New Residential Inclusive Design pilot credit helps increase accessibility
Our mission at the Mayor’s Commission for Persons with Disabilities in the City of Boston is to ensure that new buildings and spaces are accessible and designed with people of all abilities in mind. With that as a foundation, we worked alongside USGBC to adapt the LEED pilot credit for commercial Inclusive Design, published in 2019, and conceive its residential counterpart: the new Residential Inclusive Design pilot credit.
For the past seven years, the Boston Mayor’s Commission for Persons with Disabilities has worked to earn the trust of both Boston’s disabilities community and its talented design community through our advocacy for universal design principles and best practices. One of our most useful communication tools is our Accessibility Checklist; if your design team has been through the City of Boston’s Article 80 approval process, you may be familiar with it.
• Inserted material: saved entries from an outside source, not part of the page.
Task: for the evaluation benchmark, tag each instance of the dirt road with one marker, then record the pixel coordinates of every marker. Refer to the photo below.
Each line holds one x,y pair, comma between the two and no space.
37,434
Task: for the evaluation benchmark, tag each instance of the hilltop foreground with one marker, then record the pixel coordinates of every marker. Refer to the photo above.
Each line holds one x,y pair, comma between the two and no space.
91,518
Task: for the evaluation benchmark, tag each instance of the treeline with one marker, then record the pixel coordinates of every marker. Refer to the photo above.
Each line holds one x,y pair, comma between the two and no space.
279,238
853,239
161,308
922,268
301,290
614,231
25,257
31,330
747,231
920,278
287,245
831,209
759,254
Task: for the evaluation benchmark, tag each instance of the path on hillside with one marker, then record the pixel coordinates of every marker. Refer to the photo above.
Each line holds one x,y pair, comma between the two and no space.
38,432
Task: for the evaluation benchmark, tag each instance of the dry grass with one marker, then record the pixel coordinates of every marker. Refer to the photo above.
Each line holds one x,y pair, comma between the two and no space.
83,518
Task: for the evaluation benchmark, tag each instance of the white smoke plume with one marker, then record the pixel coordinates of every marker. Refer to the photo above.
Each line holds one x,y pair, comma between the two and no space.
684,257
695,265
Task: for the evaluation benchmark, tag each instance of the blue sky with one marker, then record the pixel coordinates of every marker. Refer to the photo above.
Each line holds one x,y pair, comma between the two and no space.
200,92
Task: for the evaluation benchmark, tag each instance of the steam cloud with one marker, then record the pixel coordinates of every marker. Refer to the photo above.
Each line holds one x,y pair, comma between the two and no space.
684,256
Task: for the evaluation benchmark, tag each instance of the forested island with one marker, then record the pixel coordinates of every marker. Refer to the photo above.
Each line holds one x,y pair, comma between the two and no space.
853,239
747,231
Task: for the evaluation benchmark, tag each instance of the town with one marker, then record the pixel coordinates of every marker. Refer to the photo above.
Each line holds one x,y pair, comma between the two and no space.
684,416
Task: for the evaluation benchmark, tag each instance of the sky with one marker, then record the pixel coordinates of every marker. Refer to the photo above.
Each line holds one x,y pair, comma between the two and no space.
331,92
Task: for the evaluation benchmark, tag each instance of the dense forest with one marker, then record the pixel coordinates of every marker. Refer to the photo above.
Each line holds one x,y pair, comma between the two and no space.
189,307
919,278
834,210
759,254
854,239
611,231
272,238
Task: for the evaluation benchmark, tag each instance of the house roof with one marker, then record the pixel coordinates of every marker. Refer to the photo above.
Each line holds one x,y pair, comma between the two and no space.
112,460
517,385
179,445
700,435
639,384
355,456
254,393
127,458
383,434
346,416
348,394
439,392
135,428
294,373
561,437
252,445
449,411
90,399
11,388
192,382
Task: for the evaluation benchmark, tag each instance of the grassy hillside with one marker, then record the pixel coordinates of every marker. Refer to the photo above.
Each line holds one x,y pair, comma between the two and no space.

The checklist prompts design teams to think about inclusion during the early stages of the design, when there is the most significant opportunity to create universal design elements. Here in Boston, and through our contributions to this LEED pilot credit, we strive for more access than the minimum code requirements, which results in more inclusive design.
We are excited to offer this checklist as an Alternative Compliance Path (ACP) to achieving the pilot credit. As an ACP, the checklist will serve as a new tool to incentivize accessibility for projects in Boston. Projects in Canada will be able to use the Gold Level of the Rick Hansen Foundation Accessibility Certification as an Alternative Compliance Path as well. We invite other cities around the world to join us as well.
LEED’s Residential Inclusive Design pilot credit gives us a framework for increased accessibility and inclusion in buildings and rewards projects that use inclusive strategies, such as universal wayfinding, innovative adjustable technology, and the addition of a greater number of accessible housing units.
LEED offers this pilot credit to make space for innovations in universal inclusion and architectural access. This pilot credit will benefit people of all abilities, from our growing number of older adults to our young families pushing baby strollers and for the entire disability community.
We celebrate our well-established relationship with our constituents and the design community. We plan to continue having important conversations on creating spaces that promote equity and inclusion for those who live, work and play in our communities.